Pre-training loss is a better predictor than parameter count. The scale at which abilities appear is more reliably predicted by the model's pre-training loss than by its raw parameter count or training FLOPs [8][12].
Some form of nonlinear improvement is real. Even skeptics of the strongest emergence claims acknowledge that the rate of improvement on certain tasks accelerates in a way that is not easily explained by purely linear scaling.
The phenomenon depends on task complexity. Simple tasks (like sentiment classification) do not exhibit emergence. The effect is concentrated in tasks that require multi-step reasoning, compositional generalization, or other forms of complex computation.
Several important questions remain unresolved:
Mechanistic understanding: What happens inside the model at the point of apparent emergence? Mechanistic interpretability research is making progress, but a complete understanding of why specific capabilities appear at specific scales remains elusive.
Prediction: Can we reliably predict, before training a large model, which new capabilities it will exhibit? Current methods offer only rough estimates.
Large reasoning models: The emergence of large reasoning models (LRMs) that use reinforcement learning and inference-time search to enhance reasoning capabilities introduces new dimensions to the debate. These models amplify reasoning and self-reflection through compute applied at inference time rather than at training time, raising questions about whether emergence can occur along the inference-compute axis as well [12].

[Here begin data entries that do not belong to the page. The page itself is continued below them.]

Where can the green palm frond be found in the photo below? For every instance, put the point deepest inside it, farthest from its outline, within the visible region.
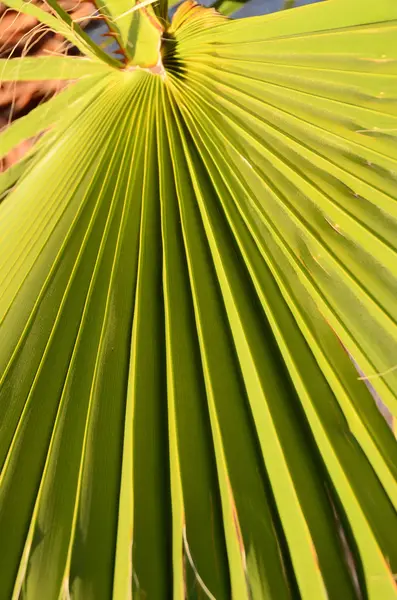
(184, 263)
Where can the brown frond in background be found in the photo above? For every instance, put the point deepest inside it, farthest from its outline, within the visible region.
(22, 35)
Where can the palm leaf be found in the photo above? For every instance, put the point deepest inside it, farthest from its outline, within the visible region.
(182, 269)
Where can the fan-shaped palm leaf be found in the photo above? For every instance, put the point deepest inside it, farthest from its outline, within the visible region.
(178, 260)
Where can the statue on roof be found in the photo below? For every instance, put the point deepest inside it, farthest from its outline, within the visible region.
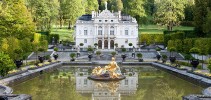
(106, 5)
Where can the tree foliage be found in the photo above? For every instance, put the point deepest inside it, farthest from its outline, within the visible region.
(200, 13)
(169, 12)
(92, 5)
(6, 64)
(15, 20)
(136, 8)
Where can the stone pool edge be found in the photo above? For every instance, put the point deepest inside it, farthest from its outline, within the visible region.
(184, 74)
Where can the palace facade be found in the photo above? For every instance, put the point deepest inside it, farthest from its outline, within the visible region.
(107, 29)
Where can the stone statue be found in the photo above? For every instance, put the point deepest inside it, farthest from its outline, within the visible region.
(106, 5)
(112, 70)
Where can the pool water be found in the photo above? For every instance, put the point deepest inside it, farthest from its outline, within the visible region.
(141, 83)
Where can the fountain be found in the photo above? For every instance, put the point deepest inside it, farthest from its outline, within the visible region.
(111, 72)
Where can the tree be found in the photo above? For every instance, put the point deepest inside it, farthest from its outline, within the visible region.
(73, 10)
(14, 44)
(44, 45)
(15, 20)
(119, 5)
(169, 12)
(206, 25)
(6, 64)
(26, 45)
(136, 8)
(200, 13)
(188, 44)
(44, 12)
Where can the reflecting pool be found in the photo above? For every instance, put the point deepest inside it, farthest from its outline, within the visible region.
(141, 83)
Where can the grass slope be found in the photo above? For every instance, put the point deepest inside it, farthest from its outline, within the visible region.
(64, 33)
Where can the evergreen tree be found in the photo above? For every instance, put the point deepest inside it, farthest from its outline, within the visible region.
(169, 12)
(200, 13)
(15, 20)
(92, 5)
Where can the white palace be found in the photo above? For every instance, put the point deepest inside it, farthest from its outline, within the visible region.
(106, 29)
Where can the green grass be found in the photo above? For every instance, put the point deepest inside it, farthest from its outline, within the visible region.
(64, 33)
(67, 34)
(157, 29)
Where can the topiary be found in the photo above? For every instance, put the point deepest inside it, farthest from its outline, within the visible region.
(113, 53)
(98, 52)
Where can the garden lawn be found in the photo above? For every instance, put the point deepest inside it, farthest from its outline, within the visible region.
(64, 33)
(157, 29)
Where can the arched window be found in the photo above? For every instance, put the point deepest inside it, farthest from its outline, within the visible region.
(100, 30)
(126, 31)
(112, 30)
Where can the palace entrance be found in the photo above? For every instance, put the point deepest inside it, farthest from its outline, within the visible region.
(106, 44)
(100, 44)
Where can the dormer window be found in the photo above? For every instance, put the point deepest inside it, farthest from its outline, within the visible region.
(112, 30)
(100, 30)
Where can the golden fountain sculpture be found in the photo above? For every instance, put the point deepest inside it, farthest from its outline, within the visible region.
(110, 72)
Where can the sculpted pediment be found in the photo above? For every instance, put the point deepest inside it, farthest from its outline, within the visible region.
(106, 14)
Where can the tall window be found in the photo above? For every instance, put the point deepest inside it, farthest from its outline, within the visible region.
(85, 32)
(112, 30)
(85, 81)
(126, 32)
(85, 40)
(100, 30)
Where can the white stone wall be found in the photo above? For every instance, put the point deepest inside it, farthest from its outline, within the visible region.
(100, 20)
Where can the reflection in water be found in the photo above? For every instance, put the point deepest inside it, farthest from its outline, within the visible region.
(112, 87)
(141, 83)
(106, 90)
(163, 88)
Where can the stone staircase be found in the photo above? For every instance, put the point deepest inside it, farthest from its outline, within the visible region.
(34, 56)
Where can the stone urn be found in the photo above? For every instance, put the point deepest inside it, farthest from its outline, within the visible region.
(158, 57)
(90, 57)
(18, 63)
(195, 63)
(55, 56)
(123, 57)
(41, 59)
(172, 59)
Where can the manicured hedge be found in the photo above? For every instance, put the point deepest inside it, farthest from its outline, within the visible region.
(203, 44)
(151, 38)
(56, 38)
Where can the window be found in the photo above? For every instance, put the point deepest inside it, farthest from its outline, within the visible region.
(126, 82)
(112, 30)
(85, 40)
(85, 32)
(126, 41)
(85, 81)
(126, 32)
(100, 30)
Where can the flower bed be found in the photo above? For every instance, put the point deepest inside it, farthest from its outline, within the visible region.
(200, 73)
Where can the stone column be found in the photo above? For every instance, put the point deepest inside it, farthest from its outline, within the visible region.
(103, 43)
(109, 37)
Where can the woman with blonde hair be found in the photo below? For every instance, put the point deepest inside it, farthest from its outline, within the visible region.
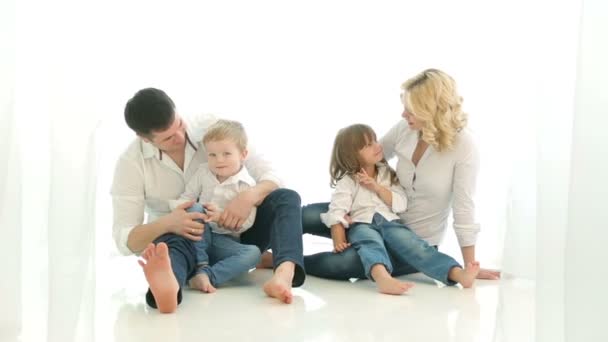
(437, 165)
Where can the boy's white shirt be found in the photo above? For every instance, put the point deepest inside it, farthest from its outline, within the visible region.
(205, 186)
(361, 204)
(145, 180)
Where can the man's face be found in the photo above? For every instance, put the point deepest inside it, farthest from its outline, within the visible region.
(171, 139)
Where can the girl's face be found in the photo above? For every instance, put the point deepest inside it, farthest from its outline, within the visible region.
(371, 153)
(224, 157)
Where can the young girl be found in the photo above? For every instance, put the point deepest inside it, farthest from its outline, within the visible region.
(367, 190)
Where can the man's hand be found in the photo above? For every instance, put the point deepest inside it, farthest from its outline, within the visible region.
(237, 210)
(182, 223)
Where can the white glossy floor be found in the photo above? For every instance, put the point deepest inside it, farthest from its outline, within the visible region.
(322, 310)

Emergent risks: As models grow more capable, they may develop harmful behaviors, including deception, manipulation, and reward hacking. The ability to forecast and mitigate these emergent risks is one of the most pressing challenges in AI safety research.

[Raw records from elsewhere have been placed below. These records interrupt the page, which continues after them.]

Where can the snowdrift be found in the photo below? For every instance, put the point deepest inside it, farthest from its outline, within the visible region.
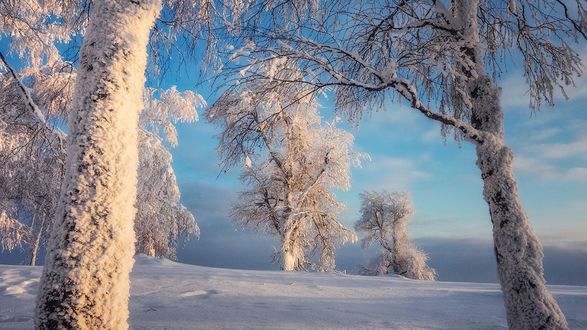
(170, 295)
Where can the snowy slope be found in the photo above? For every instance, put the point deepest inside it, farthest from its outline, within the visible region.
(178, 296)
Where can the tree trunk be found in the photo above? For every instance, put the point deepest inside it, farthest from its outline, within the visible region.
(85, 283)
(292, 253)
(519, 255)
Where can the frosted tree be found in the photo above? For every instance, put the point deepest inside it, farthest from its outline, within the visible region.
(384, 221)
(85, 280)
(33, 170)
(442, 58)
(33, 154)
(292, 162)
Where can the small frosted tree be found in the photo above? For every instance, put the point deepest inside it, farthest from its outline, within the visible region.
(161, 220)
(384, 221)
(292, 162)
(443, 59)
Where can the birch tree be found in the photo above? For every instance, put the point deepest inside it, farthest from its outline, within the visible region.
(442, 59)
(384, 221)
(161, 220)
(292, 162)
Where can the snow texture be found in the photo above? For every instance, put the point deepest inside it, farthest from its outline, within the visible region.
(168, 295)
(517, 249)
(85, 283)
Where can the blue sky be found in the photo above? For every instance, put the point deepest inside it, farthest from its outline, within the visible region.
(408, 154)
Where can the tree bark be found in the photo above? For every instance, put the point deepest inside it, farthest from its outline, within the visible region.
(529, 305)
(292, 252)
(85, 283)
(36, 244)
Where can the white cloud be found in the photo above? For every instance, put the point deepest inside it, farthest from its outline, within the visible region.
(576, 148)
(391, 173)
(548, 172)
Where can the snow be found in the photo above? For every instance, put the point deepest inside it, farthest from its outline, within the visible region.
(173, 295)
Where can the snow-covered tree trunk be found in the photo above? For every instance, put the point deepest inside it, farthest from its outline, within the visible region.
(292, 252)
(85, 283)
(519, 255)
(529, 305)
(37, 244)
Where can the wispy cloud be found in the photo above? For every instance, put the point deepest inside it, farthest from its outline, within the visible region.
(545, 171)
(390, 173)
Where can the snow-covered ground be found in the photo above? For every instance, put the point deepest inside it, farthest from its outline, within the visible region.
(177, 296)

A comprehensive survey published in March 2025 by Berti et al. examined the phenomenon across multiple dimensions [12]. The survey concluded that emergent abilities arise from the complex dynamics of highly sensitive nonlinear systems rather than simply from parameter scaling alone. It proposed that the "sharpness" of performance improvement is linked to the model crossing a critical learning threshold, as indicated by its pre-training loss, rather than being solely an artifact of the metric applied. The survey also extended the analysis beyond traditional LLMs to include large reasoning models, noting that reinforcement learning and inference-time computation introduce additional axes along which emergence might occur.
A separate 2025 statistical analysis published in Neural Networks challenged several common assumptions about scaling and emergence, arguing that careful decomposition of task difficulty and model capability reveals more structure in the scaling curves than previously appreciated [14].

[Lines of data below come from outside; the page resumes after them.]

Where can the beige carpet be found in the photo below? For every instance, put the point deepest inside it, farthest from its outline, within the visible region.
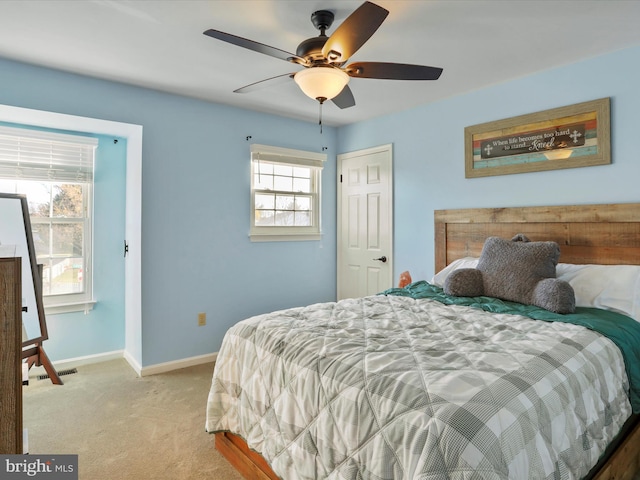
(126, 427)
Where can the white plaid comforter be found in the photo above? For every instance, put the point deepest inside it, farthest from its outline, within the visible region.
(390, 387)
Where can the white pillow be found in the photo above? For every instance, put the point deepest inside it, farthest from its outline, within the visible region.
(466, 262)
(610, 287)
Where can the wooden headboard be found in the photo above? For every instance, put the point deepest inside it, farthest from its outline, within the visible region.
(602, 234)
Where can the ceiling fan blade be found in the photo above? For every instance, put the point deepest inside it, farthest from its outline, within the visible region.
(255, 46)
(345, 98)
(392, 71)
(267, 82)
(354, 32)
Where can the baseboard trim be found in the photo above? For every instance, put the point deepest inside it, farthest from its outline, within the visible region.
(133, 363)
(178, 364)
(79, 361)
(140, 370)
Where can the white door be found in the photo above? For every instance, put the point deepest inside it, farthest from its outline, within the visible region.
(365, 222)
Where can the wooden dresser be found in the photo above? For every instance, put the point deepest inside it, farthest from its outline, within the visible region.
(10, 356)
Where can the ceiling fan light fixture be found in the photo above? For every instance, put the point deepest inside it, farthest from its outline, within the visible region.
(321, 82)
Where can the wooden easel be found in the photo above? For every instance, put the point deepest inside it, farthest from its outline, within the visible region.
(35, 353)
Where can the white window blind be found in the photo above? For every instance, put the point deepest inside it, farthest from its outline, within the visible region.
(285, 191)
(38, 155)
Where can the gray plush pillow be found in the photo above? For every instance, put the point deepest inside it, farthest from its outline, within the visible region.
(517, 270)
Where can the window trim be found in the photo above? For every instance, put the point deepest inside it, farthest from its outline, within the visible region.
(292, 157)
(70, 160)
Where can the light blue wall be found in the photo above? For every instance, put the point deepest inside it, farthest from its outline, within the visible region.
(428, 148)
(196, 255)
(195, 193)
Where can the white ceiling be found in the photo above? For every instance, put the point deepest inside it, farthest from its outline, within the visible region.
(159, 44)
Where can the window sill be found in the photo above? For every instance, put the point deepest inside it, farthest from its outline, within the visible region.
(69, 307)
(265, 237)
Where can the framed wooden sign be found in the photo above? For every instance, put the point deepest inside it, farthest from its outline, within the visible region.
(566, 137)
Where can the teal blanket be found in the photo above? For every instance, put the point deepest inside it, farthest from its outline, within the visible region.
(622, 330)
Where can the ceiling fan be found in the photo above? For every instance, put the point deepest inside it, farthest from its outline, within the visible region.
(327, 73)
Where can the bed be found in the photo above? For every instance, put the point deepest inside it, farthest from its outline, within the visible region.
(265, 403)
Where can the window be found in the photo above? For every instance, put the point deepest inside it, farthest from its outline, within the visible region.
(55, 172)
(285, 194)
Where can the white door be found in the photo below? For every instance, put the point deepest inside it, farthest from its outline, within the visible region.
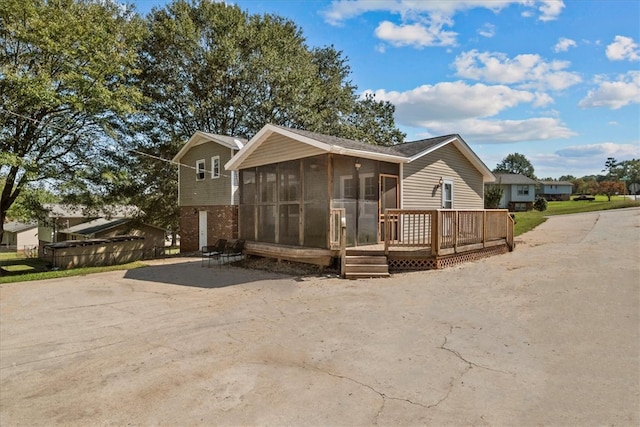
(447, 195)
(202, 228)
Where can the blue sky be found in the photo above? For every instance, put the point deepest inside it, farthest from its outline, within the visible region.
(557, 81)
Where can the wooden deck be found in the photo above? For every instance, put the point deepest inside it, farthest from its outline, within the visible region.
(413, 240)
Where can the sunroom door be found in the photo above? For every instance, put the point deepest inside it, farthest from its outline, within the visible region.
(389, 199)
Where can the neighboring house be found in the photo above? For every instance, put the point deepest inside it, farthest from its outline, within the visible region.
(292, 181)
(61, 216)
(154, 237)
(556, 190)
(207, 193)
(518, 191)
(20, 236)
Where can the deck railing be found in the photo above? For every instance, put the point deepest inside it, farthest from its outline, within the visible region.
(447, 231)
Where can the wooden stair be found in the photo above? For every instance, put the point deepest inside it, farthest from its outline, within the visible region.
(360, 266)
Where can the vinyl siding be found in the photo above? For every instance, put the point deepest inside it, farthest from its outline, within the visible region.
(278, 148)
(421, 176)
(557, 189)
(209, 191)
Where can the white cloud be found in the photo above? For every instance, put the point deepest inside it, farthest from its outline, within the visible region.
(600, 151)
(550, 9)
(564, 44)
(458, 107)
(417, 35)
(487, 30)
(505, 131)
(423, 22)
(526, 70)
(581, 160)
(623, 48)
(614, 94)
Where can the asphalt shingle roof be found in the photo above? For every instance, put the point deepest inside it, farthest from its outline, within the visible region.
(16, 226)
(513, 178)
(406, 149)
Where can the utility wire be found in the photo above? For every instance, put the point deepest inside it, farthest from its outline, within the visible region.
(170, 161)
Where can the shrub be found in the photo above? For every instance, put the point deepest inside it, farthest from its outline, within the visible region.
(540, 204)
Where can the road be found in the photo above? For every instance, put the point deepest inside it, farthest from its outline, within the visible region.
(545, 335)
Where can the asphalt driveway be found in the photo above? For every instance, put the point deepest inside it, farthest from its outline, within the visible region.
(546, 335)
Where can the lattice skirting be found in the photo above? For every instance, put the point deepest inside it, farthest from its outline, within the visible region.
(432, 263)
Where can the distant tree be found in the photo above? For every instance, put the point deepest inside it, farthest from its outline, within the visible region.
(65, 68)
(540, 204)
(516, 163)
(610, 188)
(29, 206)
(210, 66)
(372, 121)
(630, 171)
(492, 196)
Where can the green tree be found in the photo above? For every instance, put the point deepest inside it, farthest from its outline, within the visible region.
(65, 69)
(492, 196)
(610, 188)
(212, 67)
(516, 163)
(372, 121)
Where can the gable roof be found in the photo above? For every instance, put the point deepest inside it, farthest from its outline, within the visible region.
(401, 153)
(556, 183)
(97, 225)
(59, 210)
(513, 178)
(204, 137)
(17, 226)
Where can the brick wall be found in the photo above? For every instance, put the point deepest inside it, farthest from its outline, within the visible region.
(222, 223)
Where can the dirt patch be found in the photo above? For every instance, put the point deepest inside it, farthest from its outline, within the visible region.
(285, 267)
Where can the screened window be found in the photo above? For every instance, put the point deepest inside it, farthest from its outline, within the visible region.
(200, 169)
(215, 167)
(278, 201)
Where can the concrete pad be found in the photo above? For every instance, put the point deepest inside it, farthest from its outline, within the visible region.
(546, 335)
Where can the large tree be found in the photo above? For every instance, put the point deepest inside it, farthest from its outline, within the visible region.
(213, 67)
(65, 69)
(516, 163)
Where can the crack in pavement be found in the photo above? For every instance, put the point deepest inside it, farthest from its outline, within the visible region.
(382, 395)
(13, 365)
(470, 363)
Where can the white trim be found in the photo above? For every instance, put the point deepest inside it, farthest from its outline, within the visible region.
(445, 182)
(400, 183)
(201, 174)
(235, 162)
(463, 147)
(200, 137)
(215, 175)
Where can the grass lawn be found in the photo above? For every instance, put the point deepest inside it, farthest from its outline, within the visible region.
(19, 269)
(526, 221)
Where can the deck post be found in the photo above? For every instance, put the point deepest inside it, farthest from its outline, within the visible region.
(456, 227)
(484, 228)
(343, 247)
(387, 231)
(435, 232)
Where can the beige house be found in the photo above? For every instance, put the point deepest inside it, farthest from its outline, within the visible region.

Emergent abilities in large language models remain one of the most consequential and contested topics in AI research. The original observation by Wei et al. (2022), that models exhibit sudden jumps in capability at critical scales, captured something real and important about how LLMs behave. The challenge from Schaeffer et al. (2023) sharpened the field's understanding by demonstrating that metric choice can create misleading impressions of discontinuity. Subsequent work on pre-training loss thresholds, mechanistic interpretability, and statistical methodology has moved the conversation toward a more nuanced view.
The practical stakes are high. Whether capabilities emerge suddenly or improve smoothly determines how we should approach safety testing, governance, and the development of increasingly powerful AI systems. The research community continues to investigate these questions with urgency, knowing that the answers will shape the trajectory of artificial intelligence for years to come.